1) It is vanilla 2.6.26.5 from kernel.org. Yes i can replace with new one. 2) This bug happened only once during half-year server usage. But if it happens only once it is still a bug. =) During last year there was another bug, that annoyed me: http://bugzilla.kernel.org/show_bug.cgi?id=11571 Thank you for fix. 3) There is no chance to get begining lines. There is nothing in syslog and i have only screenshot from iLo(hp remote console). For now i wonder, what means "/* If this triggers, it is a bug in this code, but it need not be fatal */" in htb code near htb_safe_rb_erase.
Of course, you are right this is a bug even if spotted only once, and it's very nice you've reported this. I only tried to assess chances of debugging it. Alas it doesn't look so nice. =( This call trace is similar to reports I tracked long time ago and fixed just in ...2.6.26 (my own earlier bug BTW). I looked a lot for this at that time and if there was something left I guess it's really well hidden. So, I'll try to look again, but I'm not very optimistic if it's so unreproducible. I'm glad you mentioned this 11571 bug: as a matter of fact I wasn't sure this patch worked for you, so I'll add this info to that report. The htb_safe_rb_erase comment means somebody admitted the possibility of double erasing on some code path, and made it safe for debugging with WARN_ON. But I can't remember such reports, so probably it's better then expected. Thanks, Jarek P.

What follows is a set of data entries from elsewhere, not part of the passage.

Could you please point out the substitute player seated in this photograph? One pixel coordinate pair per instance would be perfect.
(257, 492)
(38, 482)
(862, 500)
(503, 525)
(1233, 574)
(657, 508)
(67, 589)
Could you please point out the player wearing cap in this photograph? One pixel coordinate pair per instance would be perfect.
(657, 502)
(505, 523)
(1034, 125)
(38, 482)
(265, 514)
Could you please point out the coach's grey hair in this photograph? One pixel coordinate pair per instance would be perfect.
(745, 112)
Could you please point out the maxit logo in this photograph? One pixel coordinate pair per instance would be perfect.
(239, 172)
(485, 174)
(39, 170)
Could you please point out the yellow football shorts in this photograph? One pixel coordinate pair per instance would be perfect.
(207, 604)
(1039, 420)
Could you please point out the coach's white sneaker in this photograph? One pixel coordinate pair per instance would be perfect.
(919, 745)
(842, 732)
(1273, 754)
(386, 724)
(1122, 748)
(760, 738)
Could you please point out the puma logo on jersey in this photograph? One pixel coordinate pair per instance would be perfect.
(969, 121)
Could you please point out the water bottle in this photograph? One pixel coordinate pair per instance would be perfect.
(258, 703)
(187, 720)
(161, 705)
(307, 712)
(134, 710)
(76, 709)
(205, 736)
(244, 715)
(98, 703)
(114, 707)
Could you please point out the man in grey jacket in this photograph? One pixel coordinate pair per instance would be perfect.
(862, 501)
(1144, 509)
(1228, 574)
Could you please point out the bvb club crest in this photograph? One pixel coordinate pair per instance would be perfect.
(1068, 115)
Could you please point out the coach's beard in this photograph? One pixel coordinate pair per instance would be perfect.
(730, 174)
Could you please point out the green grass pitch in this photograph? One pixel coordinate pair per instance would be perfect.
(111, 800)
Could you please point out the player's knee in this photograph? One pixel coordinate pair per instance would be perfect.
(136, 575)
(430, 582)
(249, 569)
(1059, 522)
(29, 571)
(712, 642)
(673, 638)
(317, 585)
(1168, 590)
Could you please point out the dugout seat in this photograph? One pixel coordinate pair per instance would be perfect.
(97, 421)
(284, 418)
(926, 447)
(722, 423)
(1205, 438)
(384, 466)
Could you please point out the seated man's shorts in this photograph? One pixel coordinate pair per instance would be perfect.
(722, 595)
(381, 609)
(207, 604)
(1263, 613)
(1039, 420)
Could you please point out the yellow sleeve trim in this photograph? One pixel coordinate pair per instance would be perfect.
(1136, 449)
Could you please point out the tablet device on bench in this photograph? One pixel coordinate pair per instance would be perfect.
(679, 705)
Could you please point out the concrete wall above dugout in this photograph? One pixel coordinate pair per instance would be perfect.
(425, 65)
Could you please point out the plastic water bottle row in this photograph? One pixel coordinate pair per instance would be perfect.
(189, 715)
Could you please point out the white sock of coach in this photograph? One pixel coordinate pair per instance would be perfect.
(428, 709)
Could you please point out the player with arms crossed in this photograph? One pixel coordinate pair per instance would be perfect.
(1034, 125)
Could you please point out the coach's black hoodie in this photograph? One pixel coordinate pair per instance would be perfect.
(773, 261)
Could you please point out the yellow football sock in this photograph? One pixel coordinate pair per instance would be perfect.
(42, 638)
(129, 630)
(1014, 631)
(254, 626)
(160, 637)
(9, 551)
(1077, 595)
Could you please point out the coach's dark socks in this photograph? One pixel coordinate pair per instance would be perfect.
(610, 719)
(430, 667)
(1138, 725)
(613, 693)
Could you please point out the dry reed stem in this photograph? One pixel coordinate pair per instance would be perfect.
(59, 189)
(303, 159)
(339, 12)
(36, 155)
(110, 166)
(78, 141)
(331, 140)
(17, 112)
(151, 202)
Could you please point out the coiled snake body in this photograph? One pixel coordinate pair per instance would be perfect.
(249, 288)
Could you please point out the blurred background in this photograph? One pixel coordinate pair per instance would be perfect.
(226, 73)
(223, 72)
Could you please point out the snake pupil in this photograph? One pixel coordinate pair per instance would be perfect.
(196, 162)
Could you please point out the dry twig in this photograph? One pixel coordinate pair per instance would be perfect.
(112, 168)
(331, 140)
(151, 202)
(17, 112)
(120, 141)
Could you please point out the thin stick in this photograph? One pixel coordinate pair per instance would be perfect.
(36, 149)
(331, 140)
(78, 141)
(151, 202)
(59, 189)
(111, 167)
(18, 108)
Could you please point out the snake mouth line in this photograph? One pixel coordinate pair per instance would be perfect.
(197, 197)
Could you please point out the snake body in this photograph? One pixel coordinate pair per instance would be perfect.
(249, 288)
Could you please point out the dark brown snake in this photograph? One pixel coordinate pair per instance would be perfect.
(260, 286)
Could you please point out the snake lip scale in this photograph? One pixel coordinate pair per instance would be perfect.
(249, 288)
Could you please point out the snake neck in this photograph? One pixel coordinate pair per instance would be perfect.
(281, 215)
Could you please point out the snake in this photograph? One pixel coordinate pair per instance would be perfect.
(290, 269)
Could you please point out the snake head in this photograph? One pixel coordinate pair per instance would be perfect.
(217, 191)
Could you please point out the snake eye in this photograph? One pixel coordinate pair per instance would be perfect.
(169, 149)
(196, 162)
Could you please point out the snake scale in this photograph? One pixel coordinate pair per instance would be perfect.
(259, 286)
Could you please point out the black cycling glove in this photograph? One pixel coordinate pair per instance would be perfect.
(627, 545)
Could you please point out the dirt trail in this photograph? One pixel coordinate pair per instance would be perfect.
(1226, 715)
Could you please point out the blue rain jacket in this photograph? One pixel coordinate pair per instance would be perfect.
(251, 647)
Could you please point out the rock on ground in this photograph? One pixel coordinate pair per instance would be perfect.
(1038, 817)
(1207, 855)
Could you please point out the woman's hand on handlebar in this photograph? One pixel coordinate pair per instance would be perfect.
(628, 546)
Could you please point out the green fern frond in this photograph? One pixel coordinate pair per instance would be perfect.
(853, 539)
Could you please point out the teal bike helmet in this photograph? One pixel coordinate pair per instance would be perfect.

After looking for this I think there really is at least one buggy place in sch_htb in kernels 2.6.26 and older, which can cause such oopses. I mean htb_destroy_class calling htb_safe_rb_erase without sch_tree_lock. Now I wonder why it happened so rarely... Happily this place was fixed (BTW) in 2.6.27 by this patch: "net-sched: sch_htb: move hash and sibling list removal to htb_delete" commit fbd8f1379aeeb3e44a59302a6b2850636130bb2a http://git.kernel.org/?p=linux/kernel/git/torvalds/linux-2.6.git;a=commitdiff;h=fbd8f1379aeeb3e44a59302a6b2850636130bb2a My recommendation is to upgrade to 2.6.27 or later. Alternatively you could try to use this patch vs. 2.6.26, but I didn't test this, and 2.6.26 is rarely updated now. So, this bug report is really helpful, but my proposal is to close it unless confirmed after some time on newer kernels. Thanks, Jarek P.